Crafting NaGd(MoO4)2 quadrilateral disks with oleic acid-assisted hydrothermal technique: Enhanced supercapacitor performance

Abstract

Materials containing binary transition metals with MoO4 polyanions exhibit excellent stability, electrical storage capacity, long-term cycling resilience, and high operating voltage. In this study, an oleic acid-assisted hydrothermal synthesis method was used to control the morphology of NaGd(MoO4)2 quadrilateral disks (QuDs), and the electrodes based on the controlled morphology of NaGd(MoO4)2 QuDs were investigated for the fabrication of supercapacitors. In addition, cyclic voltammetry (CV) and constant current charge/discharge (GCD) analysis were performed to analyze the supercapacitance behavior of NaGd(MoO4)2 QuDs based electrode.
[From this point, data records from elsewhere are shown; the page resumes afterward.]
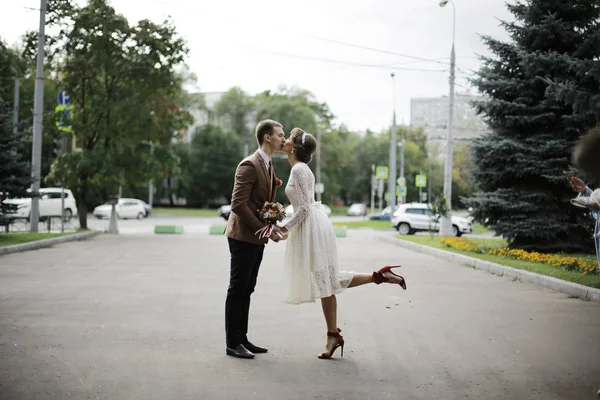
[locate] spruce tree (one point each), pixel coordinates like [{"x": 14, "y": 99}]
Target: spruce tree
[{"x": 523, "y": 193}]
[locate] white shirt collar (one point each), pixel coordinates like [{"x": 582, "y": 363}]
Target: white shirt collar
[{"x": 264, "y": 156}]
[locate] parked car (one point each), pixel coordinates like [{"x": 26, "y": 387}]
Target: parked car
[
  {"x": 414, "y": 217},
  {"x": 357, "y": 209},
  {"x": 289, "y": 211},
  {"x": 125, "y": 208},
  {"x": 224, "y": 211},
  {"x": 385, "y": 215},
  {"x": 49, "y": 204},
  {"x": 147, "y": 207}
]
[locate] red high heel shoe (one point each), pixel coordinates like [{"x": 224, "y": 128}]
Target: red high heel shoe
[
  {"x": 379, "y": 277},
  {"x": 340, "y": 343}
]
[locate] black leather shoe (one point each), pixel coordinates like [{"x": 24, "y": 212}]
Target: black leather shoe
[
  {"x": 239, "y": 351},
  {"x": 255, "y": 349}
]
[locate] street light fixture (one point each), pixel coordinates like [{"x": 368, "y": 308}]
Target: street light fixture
[{"x": 446, "y": 222}]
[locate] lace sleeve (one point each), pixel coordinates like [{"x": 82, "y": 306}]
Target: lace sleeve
[
  {"x": 587, "y": 193},
  {"x": 302, "y": 178}
]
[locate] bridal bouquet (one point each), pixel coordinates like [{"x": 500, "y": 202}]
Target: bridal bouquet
[{"x": 271, "y": 213}]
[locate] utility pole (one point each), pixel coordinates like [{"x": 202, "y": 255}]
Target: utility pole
[
  {"x": 319, "y": 191},
  {"x": 16, "y": 107},
  {"x": 38, "y": 123}
]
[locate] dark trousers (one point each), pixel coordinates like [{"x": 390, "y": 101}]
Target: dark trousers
[{"x": 245, "y": 262}]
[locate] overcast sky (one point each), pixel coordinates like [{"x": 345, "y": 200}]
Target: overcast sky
[{"x": 262, "y": 44}]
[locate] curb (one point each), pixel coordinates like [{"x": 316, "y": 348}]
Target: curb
[
  {"x": 39, "y": 244},
  {"x": 573, "y": 289}
]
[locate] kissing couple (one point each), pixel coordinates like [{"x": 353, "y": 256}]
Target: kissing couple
[{"x": 311, "y": 269}]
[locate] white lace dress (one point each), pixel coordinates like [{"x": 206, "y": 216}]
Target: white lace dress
[{"x": 311, "y": 269}]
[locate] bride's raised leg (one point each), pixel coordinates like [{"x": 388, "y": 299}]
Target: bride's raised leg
[
  {"x": 334, "y": 339},
  {"x": 384, "y": 275}
]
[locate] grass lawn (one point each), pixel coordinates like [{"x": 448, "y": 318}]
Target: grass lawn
[
  {"x": 478, "y": 228},
  {"x": 185, "y": 212},
  {"x": 8, "y": 239},
  {"x": 542, "y": 269},
  {"x": 339, "y": 210},
  {"x": 365, "y": 224}
]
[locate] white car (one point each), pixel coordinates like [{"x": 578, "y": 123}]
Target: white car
[
  {"x": 414, "y": 217},
  {"x": 289, "y": 210},
  {"x": 49, "y": 204},
  {"x": 125, "y": 208},
  {"x": 357, "y": 209}
]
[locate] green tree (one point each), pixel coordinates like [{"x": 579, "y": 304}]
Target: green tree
[
  {"x": 523, "y": 195},
  {"x": 124, "y": 89},
  {"x": 235, "y": 111},
  {"x": 214, "y": 156},
  {"x": 15, "y": 171}
]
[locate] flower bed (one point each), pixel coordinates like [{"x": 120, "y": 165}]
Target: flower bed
[{"x": 565, "y": 262}]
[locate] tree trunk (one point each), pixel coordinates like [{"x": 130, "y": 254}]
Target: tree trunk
[{"x": 82, "y": 206}]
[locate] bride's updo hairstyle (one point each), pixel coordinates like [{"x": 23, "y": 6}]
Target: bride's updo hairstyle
[{"x": 304, "y": 145}]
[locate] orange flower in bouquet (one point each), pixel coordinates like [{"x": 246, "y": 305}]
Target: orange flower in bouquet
[{"x": 271, "y": 213}]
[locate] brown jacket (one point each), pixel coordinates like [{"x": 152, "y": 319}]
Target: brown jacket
[{"x": 251, "y": 189}]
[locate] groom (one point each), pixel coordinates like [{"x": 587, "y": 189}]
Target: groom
[{"x": 254, "y": 184}]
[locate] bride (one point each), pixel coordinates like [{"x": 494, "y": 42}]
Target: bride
[{"x": 311, "y": 268}]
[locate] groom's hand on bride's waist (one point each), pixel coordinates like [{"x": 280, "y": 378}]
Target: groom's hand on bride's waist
[{"x": 278, "y": 234}]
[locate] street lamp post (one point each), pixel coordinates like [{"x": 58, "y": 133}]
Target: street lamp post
[
  {"x": 446, "y": 222},
  {"x": 393, "y": 151}
]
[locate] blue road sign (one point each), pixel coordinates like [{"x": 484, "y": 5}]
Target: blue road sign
[{"x": 63, "y": 98}]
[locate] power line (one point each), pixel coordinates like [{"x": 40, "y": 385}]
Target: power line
[
  {"x": 378, "y": 50},
  {"x": 349, "y": 63}
]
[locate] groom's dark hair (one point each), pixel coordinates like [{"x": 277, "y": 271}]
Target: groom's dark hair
[{"x": 265, "y": 127}]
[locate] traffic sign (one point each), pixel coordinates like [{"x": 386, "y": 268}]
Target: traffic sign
[
  {"x": 63, "y": 98},
  {"x": 381, "y": 172},
  {"x": 401, "y": 190},
  {"x": 65, "y": 116}
]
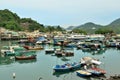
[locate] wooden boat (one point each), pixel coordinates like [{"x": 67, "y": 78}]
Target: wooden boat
[
  {"x": 66, "y": 67},
  {"x": 25, "y": 57},
  {"x": 63, "y": 53},
  {"x": 33, "y": 48},
  {"x": 90, "y": 60},
  {"x": 83, "y": 73},
  {"x": 48, "y": 51},
  {"x": 94, "y": 72},
  {"x": 99, "y": 70}
]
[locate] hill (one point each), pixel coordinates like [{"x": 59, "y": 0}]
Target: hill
[
  {"x": 12, "y": 21},
  {"x": 92, "y": 27}
]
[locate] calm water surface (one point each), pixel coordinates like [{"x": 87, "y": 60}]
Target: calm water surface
[{"x": 42, "y": 66}]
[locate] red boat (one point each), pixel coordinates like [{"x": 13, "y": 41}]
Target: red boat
[
  {"x": 25, "y": 57},
  {"x": 99, "y": 70}
]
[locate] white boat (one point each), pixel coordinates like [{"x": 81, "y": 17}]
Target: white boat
[{"x": 89, "y": 60}]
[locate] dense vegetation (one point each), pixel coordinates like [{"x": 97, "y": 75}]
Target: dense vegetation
[
  {"x": 79, "y": 31},
  {"x": 12, "y": 21},
  {"x": 92, "y": 28}
]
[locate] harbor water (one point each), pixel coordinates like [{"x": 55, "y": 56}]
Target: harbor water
[{"x": 42, "y": 67}]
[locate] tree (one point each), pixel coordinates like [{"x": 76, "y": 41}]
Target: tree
[{"x": 79, "y": 31}]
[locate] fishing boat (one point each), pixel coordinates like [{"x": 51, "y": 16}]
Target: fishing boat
[
  {"x": 99, "y": 70},
  {"x": 61, "y": 53},
  {"x": 90, "y": 60},
  {"x": 83, "y": 73},
  {"x": 48, "y": 51},
  {"x": 66, "y": 67},
  {"x": 25, "y": 57},
  {"x": 33, "y": 47},
  {"x": 94, "y": 72}
]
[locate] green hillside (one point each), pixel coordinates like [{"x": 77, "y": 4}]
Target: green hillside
[
  {"x": 91, "y": 27},
  {"x": 12, "y": 21}
]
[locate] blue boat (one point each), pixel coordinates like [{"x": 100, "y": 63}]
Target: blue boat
[
  {"x": 83, "y": 73},
  {"x": 94, "y": 72},
  {"x": 67, "y": 67}
]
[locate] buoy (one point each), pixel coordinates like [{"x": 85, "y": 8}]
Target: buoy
[{"x": 14, "y": 75}]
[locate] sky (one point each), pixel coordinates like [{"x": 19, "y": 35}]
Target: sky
[{"x": 65, "y": 12}]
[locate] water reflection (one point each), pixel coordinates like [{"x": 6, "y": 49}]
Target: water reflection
[
  {"x": 95, "y": 52},
  {"x": 6, "y": 60},
  {"x": 26, "y": 61},
  {"x": 58, "y": 74}
]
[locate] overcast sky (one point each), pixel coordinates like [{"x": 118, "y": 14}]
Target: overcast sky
[{"x": 65, "y": 12}]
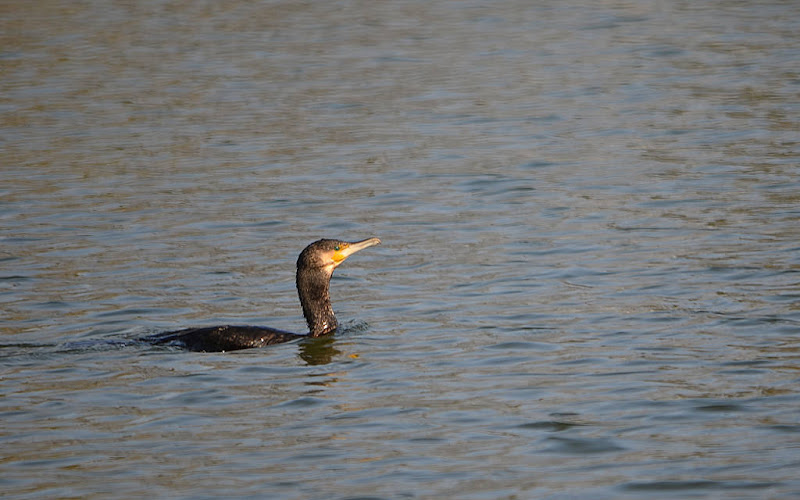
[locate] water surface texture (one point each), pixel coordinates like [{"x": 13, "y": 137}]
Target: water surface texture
[{"x": 589, "y": 283}]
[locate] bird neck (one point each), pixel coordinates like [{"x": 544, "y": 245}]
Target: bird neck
[{"x": 313, "y": 287}]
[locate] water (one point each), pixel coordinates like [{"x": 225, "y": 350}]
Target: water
[{"x": 588, "y": 286}]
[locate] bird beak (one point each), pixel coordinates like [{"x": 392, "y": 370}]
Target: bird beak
[{"x": 354, "y": 247}]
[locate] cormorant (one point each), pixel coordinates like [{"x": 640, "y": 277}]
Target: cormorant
[{"x": 314, "y": 270}]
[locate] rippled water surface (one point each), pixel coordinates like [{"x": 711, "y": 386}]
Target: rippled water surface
[{"x": 589, "y": 283}]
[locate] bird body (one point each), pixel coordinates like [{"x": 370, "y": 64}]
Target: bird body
[{"x": 315, "y": 266}]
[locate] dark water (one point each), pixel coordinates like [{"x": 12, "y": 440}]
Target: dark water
[{"x": 589, "y": 285}]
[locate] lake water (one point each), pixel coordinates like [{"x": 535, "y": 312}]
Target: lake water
[{"x": 588, "y": 287}]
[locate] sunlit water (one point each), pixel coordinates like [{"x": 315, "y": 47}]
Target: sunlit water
[{"x": 589, "y": 283}]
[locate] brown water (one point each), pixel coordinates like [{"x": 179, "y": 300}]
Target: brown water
[{"x": 589, "y": 285}]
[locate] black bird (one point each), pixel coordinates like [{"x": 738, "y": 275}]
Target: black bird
[{"x": 314, "y": 270}]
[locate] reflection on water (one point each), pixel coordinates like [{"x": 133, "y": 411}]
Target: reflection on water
[{"x": 588, "y": 283}]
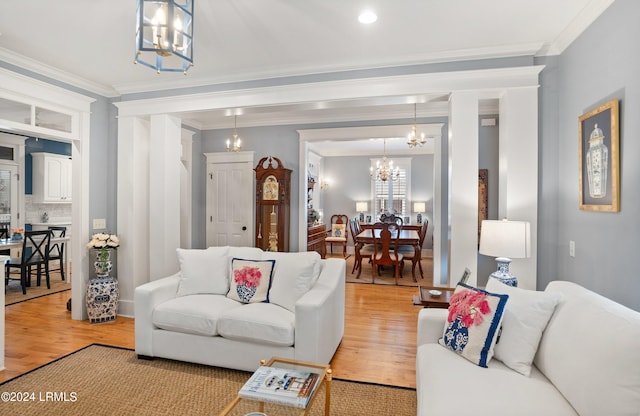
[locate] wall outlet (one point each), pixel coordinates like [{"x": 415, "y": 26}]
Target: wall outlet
[{"x": 99, "y": 224}]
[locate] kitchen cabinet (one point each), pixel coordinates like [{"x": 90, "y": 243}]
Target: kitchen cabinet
[{"x": 51, "y": 178}]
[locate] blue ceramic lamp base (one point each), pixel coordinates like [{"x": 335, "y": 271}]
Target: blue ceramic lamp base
[{"x": 502, "y": 274}]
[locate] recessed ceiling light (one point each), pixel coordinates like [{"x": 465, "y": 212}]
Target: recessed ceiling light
[{"x": 367, "y": 17}]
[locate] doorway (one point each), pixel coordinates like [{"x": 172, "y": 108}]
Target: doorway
[{"x": 229, "y": 207}]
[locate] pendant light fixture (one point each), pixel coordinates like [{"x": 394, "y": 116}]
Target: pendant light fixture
[
  {"x": 412, "y": 139},
  {"x": 385, "y": 170},
  {"x": 233, "y": 144},
  {"x": 164, "y": 35}
]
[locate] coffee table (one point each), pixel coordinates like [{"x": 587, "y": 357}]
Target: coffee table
[
  {"x": 248, "y": 405},
  {"x": 429, "y": 301}
]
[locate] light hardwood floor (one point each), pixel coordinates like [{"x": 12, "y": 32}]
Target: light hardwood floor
[{"x": 378, "y": 346}]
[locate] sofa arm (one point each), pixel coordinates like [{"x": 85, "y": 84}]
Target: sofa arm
[
  {"x": 431, "y": 325},
  {"x": 146, "y": 297},
  {"x": 319, "y": 315}
]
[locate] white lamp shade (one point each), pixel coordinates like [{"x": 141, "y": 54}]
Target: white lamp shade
[{"x": 504, "y": 238}]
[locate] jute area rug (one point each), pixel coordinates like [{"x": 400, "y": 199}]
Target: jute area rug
[
  {"x": 14, "y": 294},
  {"x": 387, "y": 276},
  {"x": 101, "y": 380}
]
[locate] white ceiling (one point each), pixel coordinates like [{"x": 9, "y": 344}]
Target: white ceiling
[{"x": 90, "y": 44}]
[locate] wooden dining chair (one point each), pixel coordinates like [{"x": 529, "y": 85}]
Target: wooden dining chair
[
  {"x": 35, "y": 252},
  {"x": 56, "y": 250},
  {"x": 409, "y": 252},
  {"x": 386, "y": 249},
  {"x": 361, "y": 251},
  {"x": 338, "y": 233}
]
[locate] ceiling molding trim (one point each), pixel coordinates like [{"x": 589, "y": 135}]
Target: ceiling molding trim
[
  {"x": 528, "y": 49},
  {"x": 495, "y": 80},
  {"x": 55, "y": 73},
  {"x": 579, "y": 24}
]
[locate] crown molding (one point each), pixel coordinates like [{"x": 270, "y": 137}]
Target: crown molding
[
  {"x": 32, "y": 65},
  {"x": 581, "y": 22}
]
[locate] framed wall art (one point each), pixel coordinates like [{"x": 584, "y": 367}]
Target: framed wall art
[{"x": 599, "y": 159}]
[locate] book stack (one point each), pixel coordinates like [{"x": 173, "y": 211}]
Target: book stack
[{"x": 280, "y": 386}]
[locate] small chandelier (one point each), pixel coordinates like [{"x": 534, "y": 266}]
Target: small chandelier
[
  {"x": 164, "y": 35},
  {"x": 384, "y": 170},
  {"x": 412, "y": 139},
  {"x": 233, "y": 144}
]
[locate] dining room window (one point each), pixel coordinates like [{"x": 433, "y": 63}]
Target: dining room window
[{"x": 393, "y": 195}]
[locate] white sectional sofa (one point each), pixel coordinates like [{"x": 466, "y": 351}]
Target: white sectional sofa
[
  {"x": 195, "y": 315},
  {"x": 587, "y": 363}
]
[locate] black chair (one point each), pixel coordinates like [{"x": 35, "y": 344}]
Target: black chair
[
  {"x": 56, "y": 250},
  {"x": 35, "y": 252}
]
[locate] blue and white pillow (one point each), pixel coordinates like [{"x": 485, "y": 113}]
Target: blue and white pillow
[{"x": 473, "y": 323}]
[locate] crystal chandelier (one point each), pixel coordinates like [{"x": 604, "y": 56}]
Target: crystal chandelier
[
  {"x": 412, "y": 139},
  {"x": 164, "y": 35},
  {"x": 384, "y": 170},
  {"x": 233, "y": 144}
]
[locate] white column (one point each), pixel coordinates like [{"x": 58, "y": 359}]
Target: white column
[
  {"x": 518, "y": 195},
  {"x": 164, "y": 195},
  {"x": 133, "y": 208},
  {"x": 463, "y": 185}
]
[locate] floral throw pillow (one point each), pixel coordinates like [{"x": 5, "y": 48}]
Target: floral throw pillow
[
  {"x": 250, "y": 280},
  {"x": 473, "y": 323}
]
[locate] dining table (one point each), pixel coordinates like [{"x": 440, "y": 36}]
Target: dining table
[
  {"x": 8, "y": 244},
  {"x": 406, "y": 238}
]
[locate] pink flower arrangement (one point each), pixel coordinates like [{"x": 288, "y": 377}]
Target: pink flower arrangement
[
  {"x": 248, "y": 276},
  {"x": 470, "y": 305}
]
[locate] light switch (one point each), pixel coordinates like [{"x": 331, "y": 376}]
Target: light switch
[{"x": 99, "y": 224}]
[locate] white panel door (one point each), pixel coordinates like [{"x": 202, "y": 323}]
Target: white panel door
[{"x": 229, "y": 204}]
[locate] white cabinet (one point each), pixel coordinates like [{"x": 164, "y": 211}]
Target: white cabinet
[{"x": 51, "y": 178}]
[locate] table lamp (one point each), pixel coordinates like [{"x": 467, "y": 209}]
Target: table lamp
[
  {"x": 361, "y": 207},
  {"x": 505, "y": 240},
  {"x": 419, "y": 207}
]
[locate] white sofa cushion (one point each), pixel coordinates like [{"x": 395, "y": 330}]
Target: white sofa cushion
[
  {"x": 473, "y": 322},
  {"x": 262, "y": 323},
  {"x": 294, "y": 275},
  {"x": 525, "y": 317},
  {"x": 590, "y": 351},
  {"x": 449, "y": 385},
  {"x": 203, "y": 271},
  {"x": 193, "y": 314}
]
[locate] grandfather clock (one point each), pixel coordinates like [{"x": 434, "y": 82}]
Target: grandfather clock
[{"x": 273, "y": 204}]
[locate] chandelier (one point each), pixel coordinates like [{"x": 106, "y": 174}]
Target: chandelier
[
  {"x": 412, "y": 139},
  {"x": 164, "y": 35},
  {"x": 233, "y": 144},
  {"x": 384, "y": 170}
]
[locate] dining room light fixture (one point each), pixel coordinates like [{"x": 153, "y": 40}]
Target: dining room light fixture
[
  {"x": 385, "y": 170},
  {"x": 164, "y": 35},
  {"x": 234, "y": 143},
  {"x": 413, "y": 139}
]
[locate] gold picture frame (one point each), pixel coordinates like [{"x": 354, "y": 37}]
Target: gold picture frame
[{"x": 599, "y": 158}]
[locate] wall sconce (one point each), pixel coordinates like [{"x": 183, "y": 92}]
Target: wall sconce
[{"x": 419, "y": 208}]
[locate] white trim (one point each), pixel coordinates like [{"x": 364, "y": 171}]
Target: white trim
[
  {"x": 55, "y": 73},
  {"x": 490, "y": 81}
]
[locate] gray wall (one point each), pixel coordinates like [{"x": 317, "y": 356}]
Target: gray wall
[{"x": 603, "y": 63}]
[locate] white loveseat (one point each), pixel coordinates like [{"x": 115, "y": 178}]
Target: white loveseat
[
  {"x": 303, "y": 318},
  {"x": 587, "y": 363}
]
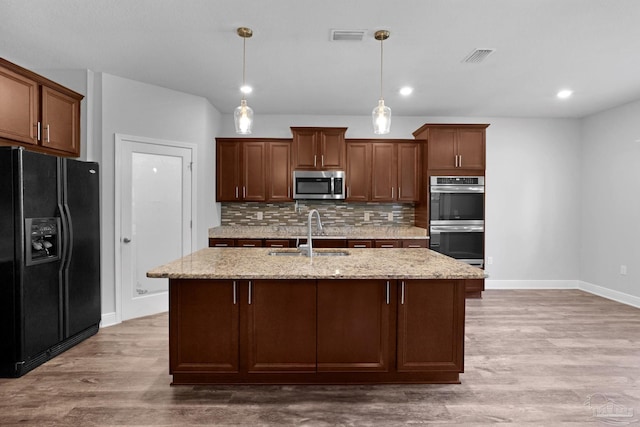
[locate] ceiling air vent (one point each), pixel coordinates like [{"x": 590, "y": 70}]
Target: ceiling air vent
[
  {"x": 347, "y": 35},
  {"x": 478, "y": 55}
]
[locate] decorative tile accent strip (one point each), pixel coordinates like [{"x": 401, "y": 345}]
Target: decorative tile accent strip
[{"x": 333, "y": 213}]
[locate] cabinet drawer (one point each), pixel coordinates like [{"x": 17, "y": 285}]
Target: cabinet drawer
[
  {"x": 359, "y": 243},
  {"x": 387, "y": 243},
  {"x": 221, "y": 243},
  {"x": 414, "y": 243},
  {"x": 249, "y": 243},
  {"x": 278, "y": 243}
]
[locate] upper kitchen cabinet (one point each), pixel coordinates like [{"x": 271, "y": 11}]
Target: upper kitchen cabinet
[
  {"x": 358, "y": 176},
  {"x": 38, "y": 113},
  {"x": 318, "y": 148},
  {"x": 253, "y": 170},
  {"x": 240, "y": 170},
  {"x": 395, "y": 171},
  {"x": 279, "y": 171},
  {"x": 454, "y": 147}
]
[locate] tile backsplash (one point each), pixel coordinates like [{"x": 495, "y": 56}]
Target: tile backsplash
[{"x": 333, "y": 213}]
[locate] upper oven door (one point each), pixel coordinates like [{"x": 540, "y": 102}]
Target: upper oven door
[
  {"x": 463, "y": 242},
  {"x": 450, "y": 205}
]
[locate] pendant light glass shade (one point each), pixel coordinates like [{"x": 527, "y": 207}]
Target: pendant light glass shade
[
  {"x": 243, "y": 114},
  {"x": 243, "y": 118},
  {"x": 381, "y": 118},
  {"x": 381, "y": 113}
]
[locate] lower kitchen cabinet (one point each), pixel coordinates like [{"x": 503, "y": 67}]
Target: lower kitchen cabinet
[
  {"x": 281, "y": 325},
  {"x": 354, "y": 319},
  {"x": 204, "y": 326},
  {"x": 431, "y": 325}
]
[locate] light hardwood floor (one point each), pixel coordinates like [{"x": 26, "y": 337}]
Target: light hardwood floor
[{"x": 531, "y": 358}]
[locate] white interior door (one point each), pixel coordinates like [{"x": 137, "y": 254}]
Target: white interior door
[{"x": 156, "y": 220}]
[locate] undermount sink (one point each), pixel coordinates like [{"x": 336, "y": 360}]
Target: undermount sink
[{"x": 315, "y": 253}]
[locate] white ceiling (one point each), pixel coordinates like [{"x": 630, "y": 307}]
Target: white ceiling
[{"x": 590, "y": 46}]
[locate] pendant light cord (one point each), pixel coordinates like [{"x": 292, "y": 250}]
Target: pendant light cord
[
  {"x": 244, "y": 55},
  {"x": 381, "y": 59}
]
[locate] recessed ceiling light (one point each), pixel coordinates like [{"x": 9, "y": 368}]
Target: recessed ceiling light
[
  {"x": 564, "y": 94},
  {"x": 406, "y": 91}
]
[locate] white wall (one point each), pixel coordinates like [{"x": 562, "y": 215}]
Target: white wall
[
  {"x": 134, "y": 108},
  {"x": 610, "y": 227},
  {"x": 532, "y": 184}
]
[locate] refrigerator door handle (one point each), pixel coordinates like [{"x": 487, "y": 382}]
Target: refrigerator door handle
[{"x": 69, "y": 236}]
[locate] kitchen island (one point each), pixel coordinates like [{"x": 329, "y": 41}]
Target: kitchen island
[{"x": 241, "y": 315}]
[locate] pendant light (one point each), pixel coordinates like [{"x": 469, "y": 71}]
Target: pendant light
[
  {"x": 381, "y": 113},
  {"x": 243, "y": 114}
]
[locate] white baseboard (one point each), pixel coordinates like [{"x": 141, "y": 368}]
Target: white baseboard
[
  {"x": 108, "y": 319},
  {"x": 530, "y": 284},
  {"x": 628, "y": 299}
]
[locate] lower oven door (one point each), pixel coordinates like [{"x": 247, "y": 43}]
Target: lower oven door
[{"x": 462, "y": 242}]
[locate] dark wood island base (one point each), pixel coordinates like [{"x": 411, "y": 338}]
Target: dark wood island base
[{"x": 316, "y": 331}]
The NaGd(MoO4)2 QuDs with 1.25 mL of oleic acid doped showed a good specific capacitance of ∼249.4 F∙g−1 at 0.01 V∙s−1 and excellent cycling stability, retaining up to ∼93.8% of its initial capacitance after 1000 cycles. Thus, the results indicate that the NaGd(MoO4)2 QuDs-based supercapacitor holds great potential as a high-performance option for advancing supercapacitor technology.